Renate was only three when the bombs began to drop in Berlin, shattering homes and lives as the Allies worked to bring Nazi Germany to its knees. Her mother, Erika, realizing that the time to leave had finally come, bundled up her two children and fled to the town of Apolda. This would be the first of many such significant moves in the young girl’s life. Eventually, World War II ended, but another more subtle war would soon begin between the capitalist West and its former ally to the East, a conflict that would help shape much of the young girl’s future.

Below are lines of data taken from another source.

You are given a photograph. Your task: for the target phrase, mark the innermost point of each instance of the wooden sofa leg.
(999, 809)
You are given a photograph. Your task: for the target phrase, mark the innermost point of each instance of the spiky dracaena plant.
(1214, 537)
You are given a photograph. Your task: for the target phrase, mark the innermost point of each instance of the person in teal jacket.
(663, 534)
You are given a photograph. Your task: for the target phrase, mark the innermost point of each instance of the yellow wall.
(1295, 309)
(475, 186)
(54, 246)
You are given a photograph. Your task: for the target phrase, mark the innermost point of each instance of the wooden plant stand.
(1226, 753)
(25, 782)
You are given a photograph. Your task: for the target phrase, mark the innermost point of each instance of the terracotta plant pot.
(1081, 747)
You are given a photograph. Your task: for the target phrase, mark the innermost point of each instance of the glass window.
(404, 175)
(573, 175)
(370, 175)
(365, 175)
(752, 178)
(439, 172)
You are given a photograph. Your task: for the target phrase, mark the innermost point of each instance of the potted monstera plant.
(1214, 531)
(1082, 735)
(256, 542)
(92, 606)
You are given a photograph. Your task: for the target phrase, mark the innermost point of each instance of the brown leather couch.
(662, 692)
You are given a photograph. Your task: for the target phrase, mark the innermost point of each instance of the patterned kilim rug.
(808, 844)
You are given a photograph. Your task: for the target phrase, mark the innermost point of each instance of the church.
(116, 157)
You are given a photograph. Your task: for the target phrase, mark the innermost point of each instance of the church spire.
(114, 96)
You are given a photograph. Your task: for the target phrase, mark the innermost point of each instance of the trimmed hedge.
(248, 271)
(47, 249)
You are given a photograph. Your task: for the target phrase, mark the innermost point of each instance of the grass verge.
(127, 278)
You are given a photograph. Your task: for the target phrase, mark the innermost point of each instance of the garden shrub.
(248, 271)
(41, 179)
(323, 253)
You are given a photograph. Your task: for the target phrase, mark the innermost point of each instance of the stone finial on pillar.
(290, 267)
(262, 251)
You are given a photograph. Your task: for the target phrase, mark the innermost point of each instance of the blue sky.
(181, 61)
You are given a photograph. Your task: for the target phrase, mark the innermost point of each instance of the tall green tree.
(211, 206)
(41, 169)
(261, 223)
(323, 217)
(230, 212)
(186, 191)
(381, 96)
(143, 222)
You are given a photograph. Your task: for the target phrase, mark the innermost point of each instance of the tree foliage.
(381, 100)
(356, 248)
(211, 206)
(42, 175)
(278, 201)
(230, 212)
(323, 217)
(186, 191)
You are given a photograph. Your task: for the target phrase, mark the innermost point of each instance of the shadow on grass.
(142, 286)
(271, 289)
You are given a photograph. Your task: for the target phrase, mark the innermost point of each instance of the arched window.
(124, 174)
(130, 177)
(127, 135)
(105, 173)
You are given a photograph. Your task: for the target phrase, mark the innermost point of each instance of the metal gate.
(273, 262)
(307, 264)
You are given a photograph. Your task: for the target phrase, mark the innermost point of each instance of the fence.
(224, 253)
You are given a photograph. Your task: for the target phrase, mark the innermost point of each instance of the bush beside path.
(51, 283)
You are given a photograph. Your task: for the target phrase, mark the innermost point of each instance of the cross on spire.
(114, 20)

Sridhar’s biography of his wife, Renate, is much more than the history of one individual; it is a window onto the struggles ordinary Germans faced during the Cold War years. Education, for example, was not a simple matter. Because her father had been a member of the National Socialist German Worker’s Party during World War II, Renate, now living in East Germany, was denied the right to go to school after the eighth grade. This led her to flee to West Berlin for her schooling, the start of an exodus that her whole family later made. But even in the West, life still had its challenges, as evidenced by her battle to remain with her Indian husband in her homeland in a time period when a woman’s rights were not as recognized as they are now.
As a biography, the author’s book is an excellent account of his wife and her many adventures. But as a chronicle of Cold War Germany, Sridhar’s well-written and informative narrative sheds new light on the often underreported trials of its citizens and foreign residents.